Defendants make similar arguments concerning SL-x and AQS. A decision not to merge with SL-x, even if taken based on the unanimous decision of EquiLend’s board of directors, cannot be seen as anti-competitive where Plaintiffs failed to allege that such a merger would have been in EquiLend’s best interest—particularly given that SL-x lacked an operational platform. EquiLend’s later decision not to make a capital investment is subject to the same analysis. Even EquiLend’s ultimate purchase of SL-x’s patents after its failure was legitimate joint venture conduct, per Defendants, even though they never ultimately commercialized the technology. With respect to AQS, Defendants point out that Plaintiffs did not allege any facts demonstrating why a deal between AQS and OCC would have posed “a significant threat to the Prime Broker Defendants,” and, further, that Defendants’ subsequent acquisition of AQS was not for the purpose of “burying it”—AQS had, in fact, already failed.

  1. Standing, Statute of Limitations, and Unjust Enrichment

With apologies for lumping these disparate categories together, this section will overview Defendant’s three remaining arguments for dismissal, beginning with Defendant’s assertion that the injuries pleaded are too speculative to confer antitrust standing.
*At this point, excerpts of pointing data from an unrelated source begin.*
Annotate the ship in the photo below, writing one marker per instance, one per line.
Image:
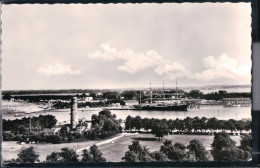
(162, 105)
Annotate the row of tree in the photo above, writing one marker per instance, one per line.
(66, 155)
(21, 126)
(189, 125)
(223, 148)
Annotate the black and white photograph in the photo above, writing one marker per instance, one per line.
(147, 82)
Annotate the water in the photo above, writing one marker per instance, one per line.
(217, 111)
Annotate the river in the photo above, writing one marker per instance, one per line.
(217, 111)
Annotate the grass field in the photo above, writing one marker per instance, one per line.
(113, 151)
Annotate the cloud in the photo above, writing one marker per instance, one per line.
(136, 61)
(222, 67)
(57, 69)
Defendants characterize Plaintiffs’ claim of injury as one based on a “hypothetical world of all-to-all trading in which the elimination of the Prime Broker Defendants as middlemen would have allowed borrowers and lenders to execute stock loan trades at lower costs.” This is unavailing, say the Defendants, for two reasons: first, neither Data Explorers nor SL-x had any plans to offer all-to-all trading; second, to the extent that AQS did hold that goal, rules requiring broker-dealers to function as intermediaries would have prevented its actualization. In order to plead antitrust standing, a plaintiff must allege that it is “an efficient enforcer of antitrust laws”; one of the ways that can be demonstrated is the speculative of the alleged injuries. Describing Plaintiffs’ injury theories as both “conjectural” and “attenuated,” Defendants posit that their speculative nature alone is sufficient to defeat antitrust standing. Defendants rely here—as they do at several points in their brief—on the case of In re Interest Rate Swaps Antitrust Litigation, which ruled that, despite the presence of three out of four “enforcer factors” favoring antitrust standing, their “extraordinarily conjectural” injury theory was sufficient to preclude standing.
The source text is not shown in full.